There’s a way to make more delayed worker threads available initially which could be configured as follows:
You can find more information at the following link:
http://msdn.microsoft.com/en-us/library/ee377058(BTS.10).aspx Registry Settings that can be Modified to Improve Operating System Performance
Even though the AdditionalDelayedWorkerThreads registry key was set to a higher value than default, the problem was still in place. Finally it was decided to get a kernel dump to better understand what was going wrong with those Delayed worker threads so that local access was too slow. Before going to the conclusion part, it would be good to state that this local resource access problem was not specific to SQL and could be experienced with any application locally accessing a resource (there were similar issues reported by other customers like “slow performance seen when local applications accessing local web services, databases” etc)
Finally a kernel dump has revealed the real problem why the delayed worker threads couldn’t catch up with the work items being posted:
A 3rd party Firewall driver was posting many delayed work items and delayed worker threads processing these work items were all trying to synchronize on the same executive resource (which was apparently a contention point) and hence the system was hitting the ceiling for the number of worker threads quickly so that new items couldn’t processed in a timely manner and local resource access was being too slow.
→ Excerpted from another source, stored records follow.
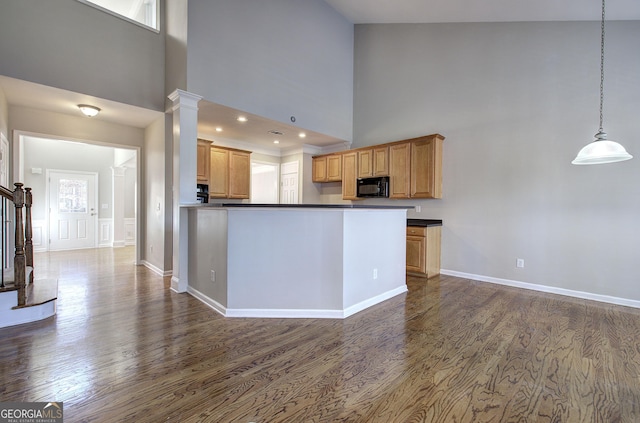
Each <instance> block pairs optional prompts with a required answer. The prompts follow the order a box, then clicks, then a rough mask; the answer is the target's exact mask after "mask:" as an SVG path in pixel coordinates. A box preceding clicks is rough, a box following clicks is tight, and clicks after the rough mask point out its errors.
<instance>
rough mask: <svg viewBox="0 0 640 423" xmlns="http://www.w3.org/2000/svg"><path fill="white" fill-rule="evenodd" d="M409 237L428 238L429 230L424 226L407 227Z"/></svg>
mask: <svg viewBox="0 0 640 423" xmlns="http://www.w3.org/2000/svg"><path fill="white" fill-rule="evenodd" d="M407 235H411V236H426V235H427V228H425V227H422V226H407Z"/></svg>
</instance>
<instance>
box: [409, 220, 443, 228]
mask: <svg viewBox="0 0 640 423" xmlns="http://www.w3.org/2000/svg"><path fill="white" fill-rule="evenodd" d="M407 226H422V227H427V226H442V220H440V219H407Z"/></svg>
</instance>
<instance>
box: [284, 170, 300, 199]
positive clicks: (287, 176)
mask: <svg viewBox="0 0 640 423" xmlns="http://www.w3.org/2000/svg"><path fill="white" fill-rule="evenodd" d="M298 178H299V177H298V162H289V163H283V164H282V167H281V174H280V181H281V182H280V185H281V188H280V203H281V204H298V185H299V183H298Z"/></svg>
I just wanted to give a sample call stack for one of those delayed worker threads for your reference:
THREAD fffffaee4460aaf0 Cid 0004.0044 Teb: 0000000000000000 Win32Thread: 0000000000000000 WAIT: (WrResource) KernelMode Non-Alertable
Owning Process fffffadc44622040 Image: System
Attached Process N/A Image: N/A
Wait Start TickCount 294068 Ticks: 6 (0:00:00:00.093)
Context Switch Count 200681
Start Address nt!ExpWorkerThread (0xfffff800010039f0)
Stack Init fffffadc1f1c1e00 Current fffffadc1f1c1950
Base fffffadc1f1c2000 Limit fffffadc1f1bc000 Call 0
Priority 13 BasePriority 12 PriorityDecrement 1
Child-SP RetAddr : Args to Child : Call Site
fffffadc`1f1c1990 fffff800`01027682 : fffffadc`1edcb910 fffffadc`1edeb180 00000000`0000000b fffffadc`1ed2b180 : nt!KiSwapContext+0x85
fffffadc`1f1c1b10 fffff800`0102828e : 0000000a`b306fa71 fffff800`011b4dc0 fffffadc`44605c88 fffffadc`44605bf0 : nt!KiSwapThread+0x3c9
fffffadc`1f1c1b70 fffff800`01047688 : 00000000`000000d4 fffffadc`0000001b fffffadc`1edeb100 fffffadc`1edeb100 : nt!KeWaitForSingleObject+0x5a6
fffffadc`1f1c1bf0 fffff800`01047709 : 00000000`00000000 fffffadc`167a6c70 fffffadf`fbc44a00 fffff800`01024d4a : nt!ExpWaitForResource+0x48
fffffadc`1f1c1c60 fffffadc`167a720b : fffffadc`3d41fc20 fffffadc`167a6c70 fffffadc`44605bf0 fffffadc`3d3deef8 : nt!ExAcquireResourceExclusiveLite+0x1ab
fffffadc`1f1c1c90 fffffadc`167a6c87 : 00000000`00000001 fffffadf`fbc44a00 fffff800`011cda18 fffffadc`44605bf0 : XYZ+0x1220b
fffffadc`1f1c1cd0 fffff800`010375ca : 00000000`00000000 fffffadc`1d6f7001 00000000`00000000 fffffadf`fbc44a00 : XYZ+0x11c87
fffffadc`1f1c1d00 fffff800`0124a972 : fffffadc`44605bf0 00000000`00000080 fffffadc`44605bf0 fffffadc`1edf3680 : nt!ExpWorkerThread+0x13b
fffffadc`1f1c1d70 fffff800`01020226 : fffffadc`1edeb180 fffffadc`44605bf0 fffffadc`1edf3680 00000000`00000000 : nt!PspSystemThreadStartup+0x3e
fffffadc`1f1c1dd0 00000000`00000000 : 00000000`00000000 00000000`00000000 00000000`00000000 00000000`00000000 : nt!KxStartSystemThread+0x16
Note: The driver name was removed on purpose.
After the problem with the 3rd party Firewall driver was addressed, the issue was resolved. Also thanks to Ignacio J who driven this case from a technical perspective and shared the resolution details with us.
Hope this helps in your similar problems.